= Descending perineum syndrome =

Condition where the perineum "balloons" below the bony outlet of the pelvis

Descending perineum syndrome (also known as levator plate sagging) refers to a condition where the perineum "balloons" several centimeters below the bony outlet of the pelvis during strain, although this descent may happen without straining. The syndrome was first described in 1966 by Parks et al.

==Signs and symptoms==
Abnormal descent of the perineum may be asymptomatic, but otherwise the following may feature:

- perineodynia (perineal pain)
- Colo-proctological symptoms, e.g. obstructed defecation, dyschesia (constipation), or degrees of fecal incontinence
- gynaecological symptoms, e.g. cystocele (prolapse of the bladder into the vagina) and rectocele (prolapse of the rectum into the vagina)
- lower urinary tract symptoms, e.g. dysuria (painful urination), dyspareunia (pain during sexual intercourse), urinary incontinence and urgency

Other researchers concluded that abnormal perineal descent did not correlate with constipation or perineal pain, and there are also conflicting reports of the correlation of fecal incontinence with this condition.

==Cause==
One of the main causes is suggested to be excessive and repetitive straining during defecation. Other causes include weakness of the pelvic floor muscles (secondary to age-related neuropathic degeneration or traumatic injury during pregnancy and labor.)

==Diagnosis==
Diagnosis is by rectal examination. A specialized tool called a "Perineocaliper" can be used to measure the descent of the perineum. A retro anal ultrasound scan may demonstrate the condition. "Anti sagging tests", whereby the abnormal descent is corrected temporarily, may help to show whether symptoms are due to descending perineum syndrome or are in fact due to another condition.

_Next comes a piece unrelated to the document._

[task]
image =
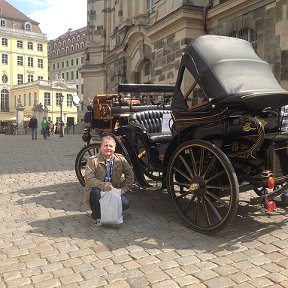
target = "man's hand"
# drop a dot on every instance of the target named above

Normally, the anal margin lies just below a line drawn between the coccyx (tailbone) and the pubic symphysis. In descending perineum syndrome the anal canal is situated several cm below this imaginary line, or it descends 3–4 cm during straining.

Defecography may also demonstrate abnormal perineal descent.

==Treatment==
Surgical treatments may be used to treat the condition, and include retro-rectal levatorplasty, post-anal repair, retro-anal levator plate myorrhaphy.
==Epidemiology==
The condition mainly occurs in women, and it is thought by some to be one of the main defects encountered in perineology.